In America, we have become phenylethylamine addicts. We are romance junkies.

Romantic love is one of those rare transcendental concepts that every human being can relate to, and, therefore, the entertainment industry has decided to beat the public over the head with it until it becomes a completely meaningless cliché. Romantic love is the driving force behind most modern movie plots and the backbone of almost every song on the radio. We hear about it while standing in elevators and shopping for cumquats at the supermarket. Advertisers use romantic love to sell greeting cards and cell phones and chocolate. Every day, we are told repeatedly that love can keep us together, because love is a many-splendored thing, and when love lifts us up where we belong, we discover that all we need is love.

It’s not necessarily that phenylethylamines are evil or that romantic love is a horrible thing (unless you’re talking about Tom Cruise and Katie Holmes, of course — in that case, it’s just plain creepy). However, currently this one-dimensional, narcissistic Hollywood vision of love completely dominates our social lexicon. You can’t escape it even if you try.

But who cares, right? Who cares if people have impossible expectations from their personal relationships? What harm is there in believing that there is one person out there who will make our lives complete? Isn’t that a good thing?

Let’s consider the ex-girlfriend who was obsessed with Splash. She also had an unreasonably large collection of Journey albums and Cameron Crowe movies. She was constantly making mix tapes for me and forcing me to watch certain climactic scenes in movies that epitomized what she wanted from our relationship (such as that stalker-esque moment in Say Anything when Lloyd Dobler/John Cusack stands outside of Diane Court’s/Ione Skye’s house with that giant boombox blaring Peter Gabriel’s “In Your Eyes”).

And to be fair, I willingly participated in her attempts to turn our relationship into a cinematic epic. I bought her flowers for no reason and put cute little notes on her car windshield and burned enough candles to create my own wax museum. However, in the end, she built up an immunity to my phenylethylamines and dumped me for a musician who wrote the type of cheesy love songs she adored.

Now, I know what you’re thinking. You’re thinking, “Well, you’re just bitter and jaded because the girl broke up with you.” And you are partly right. There’s definitely a part of me that hopes she reads this column and realizes what a great catch I was and comes running back so that I can reject her. However, there’s also a part of me that knows my life would have been miserable if we would have stayed together.

In order to explain my reasoning, I must give you an extremely abbreviated plot summary of the movie Splash.
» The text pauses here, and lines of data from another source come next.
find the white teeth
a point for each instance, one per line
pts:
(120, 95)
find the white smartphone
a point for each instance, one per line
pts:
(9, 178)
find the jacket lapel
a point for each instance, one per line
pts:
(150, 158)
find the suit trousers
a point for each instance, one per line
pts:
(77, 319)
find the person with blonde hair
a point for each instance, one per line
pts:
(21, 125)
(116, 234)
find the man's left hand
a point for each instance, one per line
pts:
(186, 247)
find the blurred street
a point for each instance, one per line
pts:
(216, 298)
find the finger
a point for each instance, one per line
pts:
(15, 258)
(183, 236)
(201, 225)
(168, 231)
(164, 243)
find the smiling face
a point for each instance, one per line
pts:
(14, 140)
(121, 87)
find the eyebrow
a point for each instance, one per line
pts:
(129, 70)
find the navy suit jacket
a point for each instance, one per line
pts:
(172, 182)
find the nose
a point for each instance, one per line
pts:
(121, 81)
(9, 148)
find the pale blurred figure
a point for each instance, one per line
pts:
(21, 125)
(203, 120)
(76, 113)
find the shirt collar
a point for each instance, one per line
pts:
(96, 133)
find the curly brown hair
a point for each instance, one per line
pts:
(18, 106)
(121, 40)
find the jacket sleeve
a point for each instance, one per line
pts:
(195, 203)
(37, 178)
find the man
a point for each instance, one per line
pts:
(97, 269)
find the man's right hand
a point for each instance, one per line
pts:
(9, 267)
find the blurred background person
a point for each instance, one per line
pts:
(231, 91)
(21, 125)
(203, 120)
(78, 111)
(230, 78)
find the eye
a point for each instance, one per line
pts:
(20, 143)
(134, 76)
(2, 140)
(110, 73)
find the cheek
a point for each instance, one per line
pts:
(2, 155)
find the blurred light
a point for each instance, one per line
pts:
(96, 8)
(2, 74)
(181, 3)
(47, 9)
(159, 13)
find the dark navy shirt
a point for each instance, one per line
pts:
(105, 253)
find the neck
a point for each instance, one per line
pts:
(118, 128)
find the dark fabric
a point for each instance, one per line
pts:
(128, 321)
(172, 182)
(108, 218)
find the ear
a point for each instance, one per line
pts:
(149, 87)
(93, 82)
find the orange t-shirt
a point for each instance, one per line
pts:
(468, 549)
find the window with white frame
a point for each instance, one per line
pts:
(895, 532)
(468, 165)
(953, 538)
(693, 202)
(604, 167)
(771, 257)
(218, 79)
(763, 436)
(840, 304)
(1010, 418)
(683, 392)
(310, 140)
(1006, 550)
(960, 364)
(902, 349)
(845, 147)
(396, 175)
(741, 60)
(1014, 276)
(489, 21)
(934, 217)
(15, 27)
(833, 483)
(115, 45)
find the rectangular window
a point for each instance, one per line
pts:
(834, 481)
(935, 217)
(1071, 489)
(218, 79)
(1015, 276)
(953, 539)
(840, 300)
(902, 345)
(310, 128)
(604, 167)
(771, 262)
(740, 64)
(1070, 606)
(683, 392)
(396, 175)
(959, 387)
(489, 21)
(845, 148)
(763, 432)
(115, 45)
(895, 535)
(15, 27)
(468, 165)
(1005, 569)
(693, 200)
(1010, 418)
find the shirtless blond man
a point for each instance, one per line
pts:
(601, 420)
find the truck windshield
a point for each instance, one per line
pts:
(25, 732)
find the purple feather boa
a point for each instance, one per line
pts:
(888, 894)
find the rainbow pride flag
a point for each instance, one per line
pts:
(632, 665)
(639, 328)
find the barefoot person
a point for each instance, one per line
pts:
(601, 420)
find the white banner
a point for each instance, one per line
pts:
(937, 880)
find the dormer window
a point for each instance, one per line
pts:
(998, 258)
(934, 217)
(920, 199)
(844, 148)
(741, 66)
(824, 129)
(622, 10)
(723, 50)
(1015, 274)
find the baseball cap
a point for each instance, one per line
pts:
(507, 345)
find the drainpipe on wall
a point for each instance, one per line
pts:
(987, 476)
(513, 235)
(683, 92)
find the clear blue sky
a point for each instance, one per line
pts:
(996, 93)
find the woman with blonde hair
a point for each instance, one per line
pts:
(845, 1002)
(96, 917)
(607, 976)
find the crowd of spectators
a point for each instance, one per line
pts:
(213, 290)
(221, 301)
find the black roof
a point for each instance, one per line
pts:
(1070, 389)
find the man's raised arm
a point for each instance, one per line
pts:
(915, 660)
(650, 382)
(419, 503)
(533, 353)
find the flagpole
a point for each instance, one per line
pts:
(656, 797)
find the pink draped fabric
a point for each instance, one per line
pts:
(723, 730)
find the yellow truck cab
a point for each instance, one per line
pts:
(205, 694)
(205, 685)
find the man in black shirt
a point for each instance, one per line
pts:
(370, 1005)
Ready? Darryl Hannah mermaid. Tom Hanks man. They fall in love. Hannah gets rid of tail and moves to New York. Eugene Levy crazy scientist. Captures mermaid. Hanks sad.

At the very end of Splash, Hannah must return to her life as a mermaid to escape the possibly life-threatening experiments the federal government wants to perform on her. In order to be with her, Hanks must jump into the ocean and live the rest of his life underwater. Underwater!

This is why I think romantic love has gotten out of control in our culture. It’s not enough anymore to give a girl flowers and tell her you love her. You have to transform yourself into a goddamn fish.